The bureau's decision follows an advisory opinion from Minnesota IPAD, the agency that considers whether records should be public or not. I asked the commissioner of the Bureau of Mediation Services, Josh Tilsen, for the background.
As recently as four years ago, all of the bureau's rulings were made public, he told me. Some workers who were fired and later exonerated complained that even those favorable rulings were making it hard for them to get another job. In 2010, the Legislature changed the law to shield the identity of those winning grievants. But the bureau's decisions were still made public, minus the names of the workers.

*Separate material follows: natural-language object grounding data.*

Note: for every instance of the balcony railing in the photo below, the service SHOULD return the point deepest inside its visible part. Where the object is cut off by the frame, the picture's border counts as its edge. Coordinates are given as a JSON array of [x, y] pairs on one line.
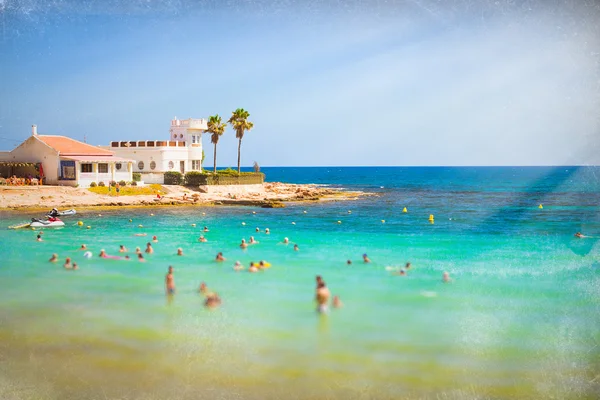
[[148, 143]]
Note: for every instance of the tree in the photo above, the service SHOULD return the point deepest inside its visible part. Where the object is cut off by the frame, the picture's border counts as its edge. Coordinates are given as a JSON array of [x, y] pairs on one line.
[[216, 127], [239, 122]]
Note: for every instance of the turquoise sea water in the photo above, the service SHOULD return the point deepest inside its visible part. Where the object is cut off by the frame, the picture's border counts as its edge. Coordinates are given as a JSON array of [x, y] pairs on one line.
[[521, 317]]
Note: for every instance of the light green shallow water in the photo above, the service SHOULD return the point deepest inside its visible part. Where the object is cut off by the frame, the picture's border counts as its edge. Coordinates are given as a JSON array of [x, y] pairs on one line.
[[520, 319]]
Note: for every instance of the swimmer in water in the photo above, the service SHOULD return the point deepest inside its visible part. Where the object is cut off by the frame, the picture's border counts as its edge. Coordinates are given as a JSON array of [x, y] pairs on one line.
[[212, 300], [170, 282], [337, 303], [203, 288], [322, 297], [446, 277], [238, 266]]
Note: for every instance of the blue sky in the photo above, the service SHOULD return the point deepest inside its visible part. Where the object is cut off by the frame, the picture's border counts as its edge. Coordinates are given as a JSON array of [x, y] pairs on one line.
[[326, 82]]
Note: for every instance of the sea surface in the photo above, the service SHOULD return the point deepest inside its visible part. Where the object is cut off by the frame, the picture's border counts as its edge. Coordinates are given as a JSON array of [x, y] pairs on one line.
[[520, 318]]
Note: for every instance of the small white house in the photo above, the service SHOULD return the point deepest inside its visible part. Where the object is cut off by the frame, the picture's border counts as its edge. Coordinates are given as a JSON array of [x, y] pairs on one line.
[[182, 152], [66, 161]]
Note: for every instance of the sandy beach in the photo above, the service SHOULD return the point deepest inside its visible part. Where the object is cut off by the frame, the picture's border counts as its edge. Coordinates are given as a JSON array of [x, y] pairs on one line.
[[274, 195]]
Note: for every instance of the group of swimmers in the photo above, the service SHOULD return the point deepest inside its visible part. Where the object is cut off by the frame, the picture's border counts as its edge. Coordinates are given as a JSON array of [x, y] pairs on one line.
[[211, 299]]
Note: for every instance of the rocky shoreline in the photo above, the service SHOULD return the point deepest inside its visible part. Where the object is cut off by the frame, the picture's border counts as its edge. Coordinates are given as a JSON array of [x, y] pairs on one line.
[[275, 195]]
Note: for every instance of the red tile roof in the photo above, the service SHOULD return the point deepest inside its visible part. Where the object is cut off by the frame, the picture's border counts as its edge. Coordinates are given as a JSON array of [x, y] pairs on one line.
[[71, 147]]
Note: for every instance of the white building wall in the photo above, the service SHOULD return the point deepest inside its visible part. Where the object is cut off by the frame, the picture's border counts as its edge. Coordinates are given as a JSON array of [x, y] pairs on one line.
[[35, 151], [84, 179]]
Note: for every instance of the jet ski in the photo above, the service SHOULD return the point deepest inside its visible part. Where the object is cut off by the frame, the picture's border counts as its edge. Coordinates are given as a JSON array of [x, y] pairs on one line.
[[49, 223], [55, 213]]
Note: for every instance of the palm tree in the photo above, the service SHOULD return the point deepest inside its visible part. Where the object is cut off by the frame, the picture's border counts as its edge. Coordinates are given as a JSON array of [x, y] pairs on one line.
[[216, 128], [239, 122]]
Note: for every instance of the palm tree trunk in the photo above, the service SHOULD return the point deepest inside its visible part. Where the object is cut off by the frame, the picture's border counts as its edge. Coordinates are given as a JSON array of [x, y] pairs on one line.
[[239, 149], [215, 159]]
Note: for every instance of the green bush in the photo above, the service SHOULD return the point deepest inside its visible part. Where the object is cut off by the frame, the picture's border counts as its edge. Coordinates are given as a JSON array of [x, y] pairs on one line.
[[173, 178]]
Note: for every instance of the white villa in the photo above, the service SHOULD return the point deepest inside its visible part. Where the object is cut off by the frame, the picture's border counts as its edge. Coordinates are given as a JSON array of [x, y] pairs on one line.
[[66, 161], [182, 152]]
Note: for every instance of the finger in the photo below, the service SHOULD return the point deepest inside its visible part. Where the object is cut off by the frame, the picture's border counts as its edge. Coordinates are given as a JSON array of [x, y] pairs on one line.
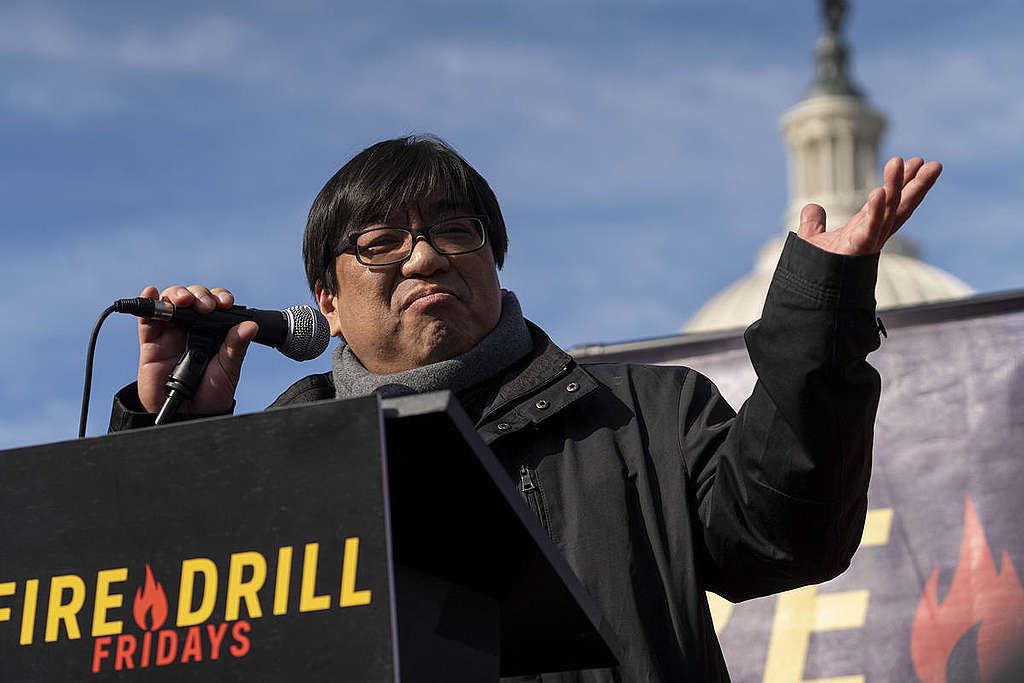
[[224, 298], [915, 190], [867, 236], [227, 367], [911, 168], [893, 184], [812, 221], [205, 301], [178, 295]]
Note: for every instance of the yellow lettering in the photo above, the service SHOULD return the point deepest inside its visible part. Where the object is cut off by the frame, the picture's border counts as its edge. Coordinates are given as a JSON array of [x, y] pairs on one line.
[[239, 590], [797, 614], [104, 601], [877, 526], [29, 610], [721, 610], [7, 588], [349, 596], [188, 570], [308, 600], [284, 575], [65, 611]]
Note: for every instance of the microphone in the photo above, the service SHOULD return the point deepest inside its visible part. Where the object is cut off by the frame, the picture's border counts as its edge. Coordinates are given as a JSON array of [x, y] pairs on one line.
[[301, 333]]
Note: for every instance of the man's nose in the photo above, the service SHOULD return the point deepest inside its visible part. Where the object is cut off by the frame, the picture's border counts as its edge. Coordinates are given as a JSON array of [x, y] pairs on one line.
[[424, 260]]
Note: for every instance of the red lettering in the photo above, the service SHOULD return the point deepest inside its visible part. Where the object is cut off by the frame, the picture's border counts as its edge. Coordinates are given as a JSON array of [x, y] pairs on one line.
[[126, 647], [216, 637], [146, 646], [193, 649], [99, 652], [167, 647], [242, 648]]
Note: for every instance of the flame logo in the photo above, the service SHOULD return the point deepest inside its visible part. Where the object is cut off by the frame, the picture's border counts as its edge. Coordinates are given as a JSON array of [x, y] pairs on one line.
[[978, 593], [152, 600]]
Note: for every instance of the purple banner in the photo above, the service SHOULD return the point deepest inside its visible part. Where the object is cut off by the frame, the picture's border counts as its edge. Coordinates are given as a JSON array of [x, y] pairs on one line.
[[934, 593]]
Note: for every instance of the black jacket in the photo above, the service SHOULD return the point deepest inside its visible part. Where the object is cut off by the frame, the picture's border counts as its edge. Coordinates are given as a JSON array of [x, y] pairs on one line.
[[654, 489]]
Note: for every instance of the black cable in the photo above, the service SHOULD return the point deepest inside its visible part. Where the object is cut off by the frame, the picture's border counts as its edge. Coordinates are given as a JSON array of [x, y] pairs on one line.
[[87, 389]]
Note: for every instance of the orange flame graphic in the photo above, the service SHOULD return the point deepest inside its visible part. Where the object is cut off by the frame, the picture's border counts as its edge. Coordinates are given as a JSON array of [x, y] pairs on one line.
[[978, 594], [150, 600]]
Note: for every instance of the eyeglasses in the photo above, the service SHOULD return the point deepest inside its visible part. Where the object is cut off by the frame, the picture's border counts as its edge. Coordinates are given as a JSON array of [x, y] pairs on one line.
[[384, 246]]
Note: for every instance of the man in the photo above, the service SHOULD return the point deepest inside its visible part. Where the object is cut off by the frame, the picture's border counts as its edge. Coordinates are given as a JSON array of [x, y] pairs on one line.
[[645, 479]]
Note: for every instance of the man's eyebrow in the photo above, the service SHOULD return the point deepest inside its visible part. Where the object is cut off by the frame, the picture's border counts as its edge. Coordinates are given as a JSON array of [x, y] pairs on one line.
[[446, 206]]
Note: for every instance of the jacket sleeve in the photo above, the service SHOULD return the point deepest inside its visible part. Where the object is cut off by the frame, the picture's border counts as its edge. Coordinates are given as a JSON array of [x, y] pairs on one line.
[[127, 412], [781, 488]]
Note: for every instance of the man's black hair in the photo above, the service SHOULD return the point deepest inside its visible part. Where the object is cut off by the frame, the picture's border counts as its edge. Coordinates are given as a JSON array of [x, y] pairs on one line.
[[381, 181]]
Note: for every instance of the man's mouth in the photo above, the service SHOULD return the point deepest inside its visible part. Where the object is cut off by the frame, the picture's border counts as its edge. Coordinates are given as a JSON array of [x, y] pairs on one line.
[[427, 296]]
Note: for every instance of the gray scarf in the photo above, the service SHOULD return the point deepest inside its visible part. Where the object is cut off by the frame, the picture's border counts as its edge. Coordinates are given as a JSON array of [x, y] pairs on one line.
[[509, 341]]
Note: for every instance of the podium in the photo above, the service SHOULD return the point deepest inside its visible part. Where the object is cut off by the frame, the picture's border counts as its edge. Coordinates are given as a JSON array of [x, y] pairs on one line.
[[347, 541]]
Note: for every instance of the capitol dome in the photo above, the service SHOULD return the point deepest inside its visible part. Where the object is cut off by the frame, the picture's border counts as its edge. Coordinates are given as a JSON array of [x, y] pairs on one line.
[[833, 138], [903, 281]]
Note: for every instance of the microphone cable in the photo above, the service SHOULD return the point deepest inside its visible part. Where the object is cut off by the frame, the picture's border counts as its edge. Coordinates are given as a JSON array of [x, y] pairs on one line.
[[87, 389]]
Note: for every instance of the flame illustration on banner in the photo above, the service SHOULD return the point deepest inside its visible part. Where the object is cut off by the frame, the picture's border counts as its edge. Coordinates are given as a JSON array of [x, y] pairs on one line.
[[978, 593], [152, 600]]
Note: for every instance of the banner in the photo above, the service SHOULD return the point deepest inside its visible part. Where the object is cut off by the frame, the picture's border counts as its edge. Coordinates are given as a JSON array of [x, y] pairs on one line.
[[934, 593]]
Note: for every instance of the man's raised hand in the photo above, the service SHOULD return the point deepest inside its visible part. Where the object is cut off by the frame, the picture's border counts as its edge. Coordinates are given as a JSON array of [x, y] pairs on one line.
[[887, 208], [160, 345]]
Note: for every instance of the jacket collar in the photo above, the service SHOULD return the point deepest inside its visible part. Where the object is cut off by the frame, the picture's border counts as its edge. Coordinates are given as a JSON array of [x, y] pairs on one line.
[[544, 383]]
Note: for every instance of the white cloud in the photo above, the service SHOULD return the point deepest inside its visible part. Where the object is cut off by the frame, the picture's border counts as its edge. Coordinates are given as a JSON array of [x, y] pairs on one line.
[[53, 420], [198, 44]]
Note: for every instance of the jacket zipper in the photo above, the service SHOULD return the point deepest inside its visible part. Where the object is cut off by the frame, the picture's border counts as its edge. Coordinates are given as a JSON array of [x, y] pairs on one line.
[[529, 491]]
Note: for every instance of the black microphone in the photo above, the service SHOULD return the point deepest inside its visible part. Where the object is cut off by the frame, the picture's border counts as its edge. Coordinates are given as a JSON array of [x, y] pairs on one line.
[[300, 333]]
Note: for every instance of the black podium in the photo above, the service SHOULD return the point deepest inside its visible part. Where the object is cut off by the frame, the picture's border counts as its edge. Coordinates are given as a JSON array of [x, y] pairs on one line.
[[343, 541]]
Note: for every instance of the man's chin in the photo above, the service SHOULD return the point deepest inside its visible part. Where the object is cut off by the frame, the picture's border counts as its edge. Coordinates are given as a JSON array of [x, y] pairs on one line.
[[440, 342]]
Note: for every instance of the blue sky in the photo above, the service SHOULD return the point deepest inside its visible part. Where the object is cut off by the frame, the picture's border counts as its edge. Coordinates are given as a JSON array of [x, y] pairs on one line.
[[634, 147]]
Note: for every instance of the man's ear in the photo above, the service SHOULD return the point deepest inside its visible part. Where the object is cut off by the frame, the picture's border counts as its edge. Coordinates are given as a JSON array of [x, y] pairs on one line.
[[328, 303]]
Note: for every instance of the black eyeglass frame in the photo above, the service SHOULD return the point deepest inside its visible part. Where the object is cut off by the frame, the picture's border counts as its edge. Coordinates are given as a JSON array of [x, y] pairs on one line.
[[425, 232]]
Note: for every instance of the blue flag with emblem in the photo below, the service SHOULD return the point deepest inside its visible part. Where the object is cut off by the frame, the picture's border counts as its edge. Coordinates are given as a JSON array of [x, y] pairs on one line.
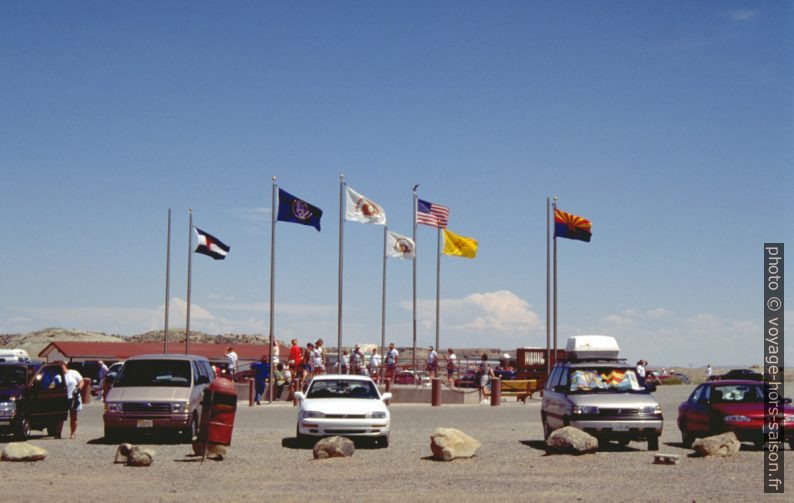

Tilsen approached IPAD in February to see whether that was kosher. In an opinion signed by Administration Commissioner Spencer Cronk, IPAD said no, the entire decision is non-public. The decision did leave one possible opening: "The Bureau may elect to redact or summarize a decision and make it public, if it can do so without disclosing private personnel data. In that case, the Bureau might seek to work with the employer, who is in the best position to decide which specific data in the decision do or could identify the employee. However, particularly in high-profile situations, when details of the disciplinary action are known to the public, the Bureau may need to secure the data subject’s consent to release any data."
Tilsen told me he can see both sides of the issue. The public benefits from understanding the reasoning of a legal opinion. But an individual's career can suffer permanent damage from the record of a past clash with an employer. "I've had people weeping on the phone," he told me.
Tilsen thinks the overall number of decisions made non-public is small, because few decisions totally reverse an employer's action. Still, it seems to me the practice of shielding the names from the decisions was a good compromise. With another class of records removed from public scrutiny, it's that much harder to know whether justice, in this arena of government, is being served.